Nein, wirklich? Berlin liegt in Deutschland? Was denken manche Menschen eigentlich, was sich hinter ihren eigenen Landesgrenzen abspielt, Ahnungslosigkeit und Anarchie?

Verkneift euch das Staunen, wenn ihr im Ausland seid, darüber, wie unerwartet modern und fortschrittlich euch das Land erscheint, das ihr besucht. Eine deutsche Freundin, die ich zu mir nach Blonie bei Warschau einlud, wunderte sich während eines Einkaufstrips in den örtlichen Supermarkt (der by the way größer war als der deutsche Durchnitts-Aldi…). Wow, sagte sie, hier gibt es ja alles zu kaufen.

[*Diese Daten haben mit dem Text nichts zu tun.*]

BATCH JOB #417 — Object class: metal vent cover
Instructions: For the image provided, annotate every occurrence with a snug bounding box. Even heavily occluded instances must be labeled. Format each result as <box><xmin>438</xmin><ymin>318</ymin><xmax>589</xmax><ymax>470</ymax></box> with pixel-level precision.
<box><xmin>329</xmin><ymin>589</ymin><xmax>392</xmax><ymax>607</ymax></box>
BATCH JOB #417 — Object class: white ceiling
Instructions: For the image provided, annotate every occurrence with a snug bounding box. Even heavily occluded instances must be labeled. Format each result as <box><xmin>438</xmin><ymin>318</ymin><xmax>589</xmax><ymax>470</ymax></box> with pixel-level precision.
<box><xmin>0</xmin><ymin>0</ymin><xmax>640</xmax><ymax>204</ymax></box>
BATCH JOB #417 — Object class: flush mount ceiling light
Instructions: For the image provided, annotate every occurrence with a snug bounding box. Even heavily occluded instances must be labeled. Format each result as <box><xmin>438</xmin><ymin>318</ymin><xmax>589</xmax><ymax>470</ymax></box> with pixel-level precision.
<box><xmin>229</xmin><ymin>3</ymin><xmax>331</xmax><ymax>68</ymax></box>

Was dachtest du denn, Mädel: dachtest du, hier spazieren Eisbären herum? Die sozialistischen Zeiten sind schon eine Weile vorbei. Das müsste inzwischen den letzten erreicht haben.

 

Fettnäpfchen

Wie ihr merkt, ist es gar nicht so einfach, Fettnäpfchen zu vermeiden. Manche tappen unabsichtlich hinein, anderen ist es wiederum egal. Die wollen ihre Neugier befriedigt und ihre Kopf-Schubladen prall gefühlt sehen. Nein, es wundert mich nicht, dass sich immer mehr Menschen gegen ein penetrantes „Wo kommst du her“ wehren. Mit ein bisschen Taktgefühl und Respekt lässt sich der Fauxpas vermeiden und wer es geschickt anstellt (oder einfach abwartet…), der wird früher oder später erfahren, was er so dringend zu wissen begehrt…

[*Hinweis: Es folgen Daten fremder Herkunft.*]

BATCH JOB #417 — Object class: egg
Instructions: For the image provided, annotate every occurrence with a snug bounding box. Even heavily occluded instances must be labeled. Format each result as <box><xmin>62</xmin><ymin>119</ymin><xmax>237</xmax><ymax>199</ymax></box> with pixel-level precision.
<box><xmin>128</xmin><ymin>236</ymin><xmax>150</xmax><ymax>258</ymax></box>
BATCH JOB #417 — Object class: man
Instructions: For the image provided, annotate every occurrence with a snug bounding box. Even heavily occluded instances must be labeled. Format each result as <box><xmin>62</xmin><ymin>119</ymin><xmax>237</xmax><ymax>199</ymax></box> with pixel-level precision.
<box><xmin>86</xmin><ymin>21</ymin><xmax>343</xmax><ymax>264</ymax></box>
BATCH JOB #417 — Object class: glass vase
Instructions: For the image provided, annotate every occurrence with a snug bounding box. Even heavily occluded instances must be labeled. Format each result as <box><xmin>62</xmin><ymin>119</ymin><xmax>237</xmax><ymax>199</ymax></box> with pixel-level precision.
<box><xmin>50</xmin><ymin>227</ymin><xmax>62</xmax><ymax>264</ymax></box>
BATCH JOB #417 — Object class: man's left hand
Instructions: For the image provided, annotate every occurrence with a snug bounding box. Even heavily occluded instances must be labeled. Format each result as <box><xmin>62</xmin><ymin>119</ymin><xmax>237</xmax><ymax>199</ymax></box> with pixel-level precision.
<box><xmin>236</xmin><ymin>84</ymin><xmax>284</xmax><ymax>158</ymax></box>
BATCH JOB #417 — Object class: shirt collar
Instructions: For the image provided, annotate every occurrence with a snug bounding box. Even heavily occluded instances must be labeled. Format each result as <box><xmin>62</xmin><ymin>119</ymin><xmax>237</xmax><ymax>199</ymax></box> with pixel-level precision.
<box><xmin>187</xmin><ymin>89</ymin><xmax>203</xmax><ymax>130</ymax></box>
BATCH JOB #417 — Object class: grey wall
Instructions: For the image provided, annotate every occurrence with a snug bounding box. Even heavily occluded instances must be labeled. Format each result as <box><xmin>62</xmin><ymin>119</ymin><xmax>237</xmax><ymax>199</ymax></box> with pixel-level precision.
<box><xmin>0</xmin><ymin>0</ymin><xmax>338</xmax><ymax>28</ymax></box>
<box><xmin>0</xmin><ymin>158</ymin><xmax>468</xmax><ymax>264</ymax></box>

Und wenn keine Antwort kommt, dann gilt es, das auch zu respektieren. Nein, ich schäme mich nicht für meine Herkunft noch ist eine Auskunft ein Problem für mich. Doch wenn ein Gesprächspartner bereits nach fünf Minuten glaubt, Anspruch auf meine Lebensgeschichte und die meiner Eltern zu haben, da beißt er auf Granit. Und statt zu fordern, der Gefragte möge sich doch nicht so anstellen, sollte man sich vielleicht fragen, ob man sein Leben und seine Geschichte vor Fremden an der Bushaltestelle sezieren möchte.

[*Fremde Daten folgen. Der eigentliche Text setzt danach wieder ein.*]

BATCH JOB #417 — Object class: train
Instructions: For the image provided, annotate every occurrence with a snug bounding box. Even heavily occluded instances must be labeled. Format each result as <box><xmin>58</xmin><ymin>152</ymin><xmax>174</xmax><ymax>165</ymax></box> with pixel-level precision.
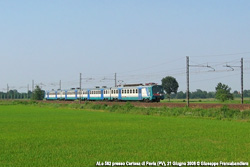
<box><xmin>44</xmin><ymin>83</ymin><xmax>164</xmax><ymax>102</ymax></box>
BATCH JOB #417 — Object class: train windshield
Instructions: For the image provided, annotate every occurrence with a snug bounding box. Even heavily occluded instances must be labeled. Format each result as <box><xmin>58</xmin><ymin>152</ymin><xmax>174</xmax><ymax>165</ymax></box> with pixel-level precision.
<box><xmin>152</xmin><ymin>85</ymin><xmax>164</xmax><ymax>94</ymax></box>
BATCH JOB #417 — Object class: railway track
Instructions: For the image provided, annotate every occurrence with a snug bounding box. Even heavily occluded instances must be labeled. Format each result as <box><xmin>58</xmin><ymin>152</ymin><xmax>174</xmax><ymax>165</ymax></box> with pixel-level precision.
<box><xmin>43</xmin><ymin>101</ymin><xmax>250</xmax><ymax>110</ymax></box>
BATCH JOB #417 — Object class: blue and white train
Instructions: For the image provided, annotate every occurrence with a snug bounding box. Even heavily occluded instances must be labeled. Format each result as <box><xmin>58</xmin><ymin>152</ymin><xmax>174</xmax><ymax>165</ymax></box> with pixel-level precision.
<box><xmin>45</xmin><ymin>83</ymin><xmax>164</xmax><ymax>102</ymax></box>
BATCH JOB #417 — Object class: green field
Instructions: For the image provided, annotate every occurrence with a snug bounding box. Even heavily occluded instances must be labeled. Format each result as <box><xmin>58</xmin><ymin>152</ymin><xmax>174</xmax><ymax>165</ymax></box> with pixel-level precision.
<box><xmin>161</xmin><ymin>97</ymin><xmax>250</xmax><ymax>104</ymax></box>
<box><xmin>0</xmin><ymin>105</ymin><xmax>250</xmax><ymax>166</ymax></box>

Bevor man den Mund aufmacht, bevor man seine vorrangige Neugier befriedigt, sollte man sich klar werden, wer vor einem steht. Ein wenig Taktgefühl hilft da immer weiter. Es ist auch nie verkehrt, sich zu fragen, was die gestellte Frage im Gegenüber auslöst.

Doch wie will ich das anstellen? Wie will ich denn wissen, was wann okay ist und was nicht, wird so mancher jetzt anfügen; ich bin doch kein Hellseher?

Nun, ein Hellseher braucht man da auch nicht zu sein. Aber jemandem, den man gerade erst kennen gelernt hat, persönliche Informationen aus der Nase zu ziehen, das zählt schon in den Bereich „mangelndes Feingefühl“. Das macht man einfach nicht. Vielleicht wäre es auch gut, die eigenen Intentionen zu hinterfragen. Und zu guter Letzt: verlasst euch auf euer Bauchgefühl. Wenn ihr euer Gegenüber gerade erst kennen gelernt habt und euch noch nicht mal seinen Namen merken, geschweige denn richtig aussprechen könnte, würde ich abwarten. Und wenn auf eure Anfrage ein „aus Berlin“, „Stuttgart“, „Bayern“ oder „aus der schönen Pfalz“ als Antwort kommt, dann liegt es vielleicht nicht daran, dass euer Gegenüber die Frage falsch verstanden hat. Sondern daran, dass das womöglich die Antwort ist, die er oder sie euch geben will…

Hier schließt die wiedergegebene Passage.